Klettersteig Tipps: Sicherheit und Verhalten im Steig

Die Klettersteig Ausrüstung haben wir beisammen, die Vorbereitung ist abgeschlossen: In den ersten beiden Teilen der Blogreihe Klettersteig Tipps habe ich erläutert, was es zu tun gibt, bevor man einen Klettersteig in Angriff nimmt. Was gibt es aber zu beachten in punkto Sicherheit und Verhalten im Steig?
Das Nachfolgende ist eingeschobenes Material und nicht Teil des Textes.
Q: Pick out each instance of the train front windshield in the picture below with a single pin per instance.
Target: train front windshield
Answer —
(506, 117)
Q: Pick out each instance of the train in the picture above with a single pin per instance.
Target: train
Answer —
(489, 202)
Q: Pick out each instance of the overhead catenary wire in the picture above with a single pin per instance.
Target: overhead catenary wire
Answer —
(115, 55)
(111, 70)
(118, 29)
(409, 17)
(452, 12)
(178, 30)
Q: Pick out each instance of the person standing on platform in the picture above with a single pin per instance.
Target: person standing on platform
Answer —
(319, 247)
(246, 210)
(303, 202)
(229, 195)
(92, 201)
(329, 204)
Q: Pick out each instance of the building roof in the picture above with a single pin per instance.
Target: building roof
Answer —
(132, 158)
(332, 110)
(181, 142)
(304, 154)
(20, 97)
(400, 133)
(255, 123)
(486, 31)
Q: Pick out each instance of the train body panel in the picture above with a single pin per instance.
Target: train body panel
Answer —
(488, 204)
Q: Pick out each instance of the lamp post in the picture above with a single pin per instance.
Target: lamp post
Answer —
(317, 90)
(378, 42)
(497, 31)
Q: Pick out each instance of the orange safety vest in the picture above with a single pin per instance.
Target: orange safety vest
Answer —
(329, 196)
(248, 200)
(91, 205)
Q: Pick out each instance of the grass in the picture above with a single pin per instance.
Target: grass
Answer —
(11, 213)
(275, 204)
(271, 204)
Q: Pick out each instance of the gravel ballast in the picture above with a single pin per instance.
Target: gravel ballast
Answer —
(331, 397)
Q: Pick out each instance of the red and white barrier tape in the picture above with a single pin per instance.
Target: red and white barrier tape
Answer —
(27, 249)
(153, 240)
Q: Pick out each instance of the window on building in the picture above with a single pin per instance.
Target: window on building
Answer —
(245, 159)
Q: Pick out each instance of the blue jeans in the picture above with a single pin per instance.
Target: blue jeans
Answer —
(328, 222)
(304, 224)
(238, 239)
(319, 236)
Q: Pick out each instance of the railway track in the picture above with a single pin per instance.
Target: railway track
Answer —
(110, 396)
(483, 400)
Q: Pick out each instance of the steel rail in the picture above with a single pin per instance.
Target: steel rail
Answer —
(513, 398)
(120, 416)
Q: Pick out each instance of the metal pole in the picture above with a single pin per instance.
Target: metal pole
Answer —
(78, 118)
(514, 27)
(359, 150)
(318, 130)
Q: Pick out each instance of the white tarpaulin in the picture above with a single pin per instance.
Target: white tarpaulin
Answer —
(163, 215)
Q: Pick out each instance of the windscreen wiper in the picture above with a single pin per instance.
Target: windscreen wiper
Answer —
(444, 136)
Keine Hektik: Zur eigenen Sicherheit Platz lassen


Das Equipment für den Gang in einen Klettersteig soll Sicherheit geben und die Gefahren minimieren. Das richtige Material muss aber auch richtig angewendet werden. Das gilt erneut ganz besonders für das Herzstück der Ausrüstung, das Klettersteigset. Die zwei Karabiner des Klettersteigsets werden immer beide im Drahtseil eingehängt. Nur an den Verankerungspunkten löst man sie – und zwar einen nach dem anderen, auf keinen Fall gleichzeitig. So ist man jederzeit mit mindestens einem Karabiner gesichert.
Genauso wichtig, wie für die eigene Sicherung zu sorgen, ist es, auf andere Kletterer Acht zu geben. In einem Eisenweg gibt es nur eine Route, auf der sich alle hintereinander bewegen. Gegenseitige Rücksichtnahme ist, wenn man wie an einer Perlenschnur aufgereiht klettert, daher selbstverständlich. Stürzt ein Klettersteiggeher, kann das auch den Nachfolgenden am Eisenweg gefährden: Bis zur nächsten Zwischensicherung, dazu die Bandseilreserve des Dämpfers, die Beine ragen zusätzlich nach unten – ein Sturz braucht einfach Platz, bevor er von der Sicherung gestoppt wird. Diesen Platz sollte man am Klettersteig zwischen sich und demjenigen über einem für alle Fälle freihalten. Wenn sich alle an die Regel „Immer nur einer zwischen den Sicherungspunkten“ halten, kann es hier keine Probleme geben. Klettert jemand zu dicht auf, darf man ihn darauf aufmerksam machen, dass er sich dadurch selbst unnötig in Gefahr begibt und ein wenig mehr Abstand halten sollte. Drängeln und Hektik sind im Klettersteig fehl am Platz.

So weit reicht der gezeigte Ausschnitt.